Lorsqu’il se lève pour me serrer la main, son regard est aussi glacial que ses salutations sont polies. Si mes doigts avaient été des fleurs, ils se serraient fanés, comme je le pense à cet instant de ma carrière. Il me dit, sibyllin, qu’il m’attend dans le bureau qui a été mis à sa disposition, et sort.

Le Commissaire Christian me regarde, avec une certaine tristesse, puis prend connaissance de mon rapport. Il me le rend, m’informe que le Divisionnaire Jonas a déjà entendu JD et qu’il doit être en train de lire mon écrit en patientant. En quelques mots rapides, comme pour se vider de quelque chose qui lui pèse, il me dit qu’il sait pour mes démêlés avec Lucas à l’école de police, qu’il avait fait jouer ses relations pour m’obtenir le poste plutôt que d’avoir des gens de cette famille dans son commissariat. Cependant, il me confie très clairement qu’il ne pourra pas agir dans l’ombre comme il l’avait fait, que malgré son soutien officiel, je suis seule.

Je sais qu’il m’estime, mais je suis aussi consciente qu’il traîne quelques casseroles que personnes n’aimerait voir sortir. Avoir la Police des Polices dans les locaux fait baliser tout le monde. Je me dirige vers le bureau occupé par Jonas, me demandant si c’est ce que ressentaient les condamnés se dirigeant vers l’échafaud ? Pourtant je n’ai pas l’impression d’avoir fait quelque chose de grave, mais je n’étais pas en état de légitime défense, au sens du règlement.

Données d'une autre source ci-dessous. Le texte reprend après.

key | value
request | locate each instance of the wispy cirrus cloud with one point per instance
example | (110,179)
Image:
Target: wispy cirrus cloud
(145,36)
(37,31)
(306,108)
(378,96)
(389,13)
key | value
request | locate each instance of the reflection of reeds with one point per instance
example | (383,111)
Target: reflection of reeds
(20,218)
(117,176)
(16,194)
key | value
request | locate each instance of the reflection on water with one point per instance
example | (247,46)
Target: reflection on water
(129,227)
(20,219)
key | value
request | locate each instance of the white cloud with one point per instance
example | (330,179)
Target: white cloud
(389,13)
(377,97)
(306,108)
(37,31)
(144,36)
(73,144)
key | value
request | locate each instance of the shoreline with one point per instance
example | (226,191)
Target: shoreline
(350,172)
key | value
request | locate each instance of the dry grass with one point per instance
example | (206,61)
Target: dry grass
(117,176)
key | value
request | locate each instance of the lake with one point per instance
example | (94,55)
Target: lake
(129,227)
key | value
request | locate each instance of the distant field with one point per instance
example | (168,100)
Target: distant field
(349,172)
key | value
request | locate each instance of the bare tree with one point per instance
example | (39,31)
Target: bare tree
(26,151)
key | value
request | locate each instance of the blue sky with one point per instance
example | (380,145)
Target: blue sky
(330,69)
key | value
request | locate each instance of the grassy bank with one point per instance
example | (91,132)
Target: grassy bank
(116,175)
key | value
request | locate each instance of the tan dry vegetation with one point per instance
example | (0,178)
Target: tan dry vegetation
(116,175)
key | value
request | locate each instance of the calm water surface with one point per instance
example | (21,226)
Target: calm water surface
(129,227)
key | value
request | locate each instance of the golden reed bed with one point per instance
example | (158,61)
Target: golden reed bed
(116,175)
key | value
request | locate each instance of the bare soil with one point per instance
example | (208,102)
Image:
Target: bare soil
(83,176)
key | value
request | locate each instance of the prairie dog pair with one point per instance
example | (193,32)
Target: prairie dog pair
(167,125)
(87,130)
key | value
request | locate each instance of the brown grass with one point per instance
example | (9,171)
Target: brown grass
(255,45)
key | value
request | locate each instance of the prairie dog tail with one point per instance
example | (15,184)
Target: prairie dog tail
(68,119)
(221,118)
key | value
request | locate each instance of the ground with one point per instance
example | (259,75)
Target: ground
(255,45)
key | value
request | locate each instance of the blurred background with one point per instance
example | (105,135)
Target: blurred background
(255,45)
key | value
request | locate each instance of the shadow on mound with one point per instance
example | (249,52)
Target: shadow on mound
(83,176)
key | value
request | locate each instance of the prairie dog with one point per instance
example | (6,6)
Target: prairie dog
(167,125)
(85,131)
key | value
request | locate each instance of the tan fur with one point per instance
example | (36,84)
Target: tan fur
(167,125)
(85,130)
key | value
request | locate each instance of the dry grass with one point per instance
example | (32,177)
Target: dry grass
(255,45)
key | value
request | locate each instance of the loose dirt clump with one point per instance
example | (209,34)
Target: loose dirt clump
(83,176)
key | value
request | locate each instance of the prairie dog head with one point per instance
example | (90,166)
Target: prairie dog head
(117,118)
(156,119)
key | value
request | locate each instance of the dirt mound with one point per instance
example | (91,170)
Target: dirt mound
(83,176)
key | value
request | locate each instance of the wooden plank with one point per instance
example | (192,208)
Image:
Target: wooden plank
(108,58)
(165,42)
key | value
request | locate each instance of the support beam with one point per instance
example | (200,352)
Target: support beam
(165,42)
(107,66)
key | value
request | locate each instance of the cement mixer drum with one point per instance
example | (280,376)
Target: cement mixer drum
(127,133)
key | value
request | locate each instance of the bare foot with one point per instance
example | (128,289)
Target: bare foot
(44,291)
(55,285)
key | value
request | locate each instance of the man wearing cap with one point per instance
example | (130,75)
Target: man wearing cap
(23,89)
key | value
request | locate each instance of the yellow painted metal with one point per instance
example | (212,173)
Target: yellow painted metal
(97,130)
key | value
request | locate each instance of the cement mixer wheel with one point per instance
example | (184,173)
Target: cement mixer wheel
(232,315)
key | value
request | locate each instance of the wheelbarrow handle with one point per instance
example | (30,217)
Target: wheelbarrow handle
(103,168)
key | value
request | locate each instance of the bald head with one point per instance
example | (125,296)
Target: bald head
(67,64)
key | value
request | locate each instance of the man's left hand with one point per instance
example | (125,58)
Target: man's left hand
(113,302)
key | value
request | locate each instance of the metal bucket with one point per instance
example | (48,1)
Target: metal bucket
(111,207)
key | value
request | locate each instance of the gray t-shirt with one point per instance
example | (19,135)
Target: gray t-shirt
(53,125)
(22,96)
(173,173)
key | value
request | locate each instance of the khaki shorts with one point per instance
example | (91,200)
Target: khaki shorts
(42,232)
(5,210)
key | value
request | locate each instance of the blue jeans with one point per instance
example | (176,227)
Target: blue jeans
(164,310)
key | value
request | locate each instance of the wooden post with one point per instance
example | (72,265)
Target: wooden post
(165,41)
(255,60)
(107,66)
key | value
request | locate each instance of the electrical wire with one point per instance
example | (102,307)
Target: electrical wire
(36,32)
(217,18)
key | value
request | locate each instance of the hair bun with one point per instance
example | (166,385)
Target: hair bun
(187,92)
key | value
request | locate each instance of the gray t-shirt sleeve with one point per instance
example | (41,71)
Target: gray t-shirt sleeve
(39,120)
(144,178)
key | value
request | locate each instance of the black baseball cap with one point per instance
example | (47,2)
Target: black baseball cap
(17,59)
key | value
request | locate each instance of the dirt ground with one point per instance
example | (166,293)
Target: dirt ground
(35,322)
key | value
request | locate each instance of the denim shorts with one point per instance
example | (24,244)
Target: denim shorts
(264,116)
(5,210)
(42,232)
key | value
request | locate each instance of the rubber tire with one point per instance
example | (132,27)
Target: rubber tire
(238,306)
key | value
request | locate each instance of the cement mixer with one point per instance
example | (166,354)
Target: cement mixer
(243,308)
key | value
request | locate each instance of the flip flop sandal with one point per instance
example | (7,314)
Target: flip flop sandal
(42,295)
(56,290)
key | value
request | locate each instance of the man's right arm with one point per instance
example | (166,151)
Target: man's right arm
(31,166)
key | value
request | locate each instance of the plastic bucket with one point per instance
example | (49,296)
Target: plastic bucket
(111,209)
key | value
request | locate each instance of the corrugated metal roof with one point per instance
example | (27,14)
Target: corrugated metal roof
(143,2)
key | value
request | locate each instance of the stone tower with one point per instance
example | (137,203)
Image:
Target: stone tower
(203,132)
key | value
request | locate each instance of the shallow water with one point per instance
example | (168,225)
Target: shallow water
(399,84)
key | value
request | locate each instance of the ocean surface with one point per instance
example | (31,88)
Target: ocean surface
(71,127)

La voix de Jonas sonne comme le fil d’une lame de rasoir posé sur ma gorge, j’inspire pour me donner une contenance, je sens ma main moite sur la poignée froide de la porte, un frisson sur ma nuque. Nous échangeons un moment, j’essaye de soutenir ma prise de décision, je suis de moins en moins convaincue de ma pérennité dans les services de police vue que sa décision semble avoir déjà été prise quand il m’informe de ma suspension, dans l’attente des conclusions de l’enquête.

Jonas me renvoie chez moi. Je passe quand même par le bureau d’où je suis venue pour informer le Principal et lui remettre officiellement mon insigne et mon arme. Ça fait très film américain, mais j’ai besoin de ça pour le remercier de sa confiance, de ce qu’il a fait pour moi depuis mon arrivée. Je ne me fais pas beaucoup d’illusion, moins encore quand je quitte l’étage, Jonas est là, personne n’ose me dire quoi que ce soit, pas même un « au revoir » avec leurs yeux tristes remplis de compassion. Leur silence ressemble à une marche funèbre, celle de Chopin, alors qu’on rigolait ensemble il y a quelques heures encore.

Cette nuit de début juin me semble glacée quand je quitte mon commissariat, me disant que, très clairement, je passe de la lumière à la nuit. J’essaye de me rassurer, on ne peut pas me virer pour ça, un blâme tout au plus, mais avec ce qu’on a pu me dire sur la famille de Lucas, je me demande s’ils vont en profiter pour se venger et offrir ma place au rejeton qui la voulait tant. Je suis dans l’expectative la plus totale. Je ne peux pas croire que ce puisse être injuste à ce point, non, ce n’est pas possible, ça ne peut pas se produire.

Je décide finalement d’aller rendre visite à mes parents plutôt que de rester à me morfondre.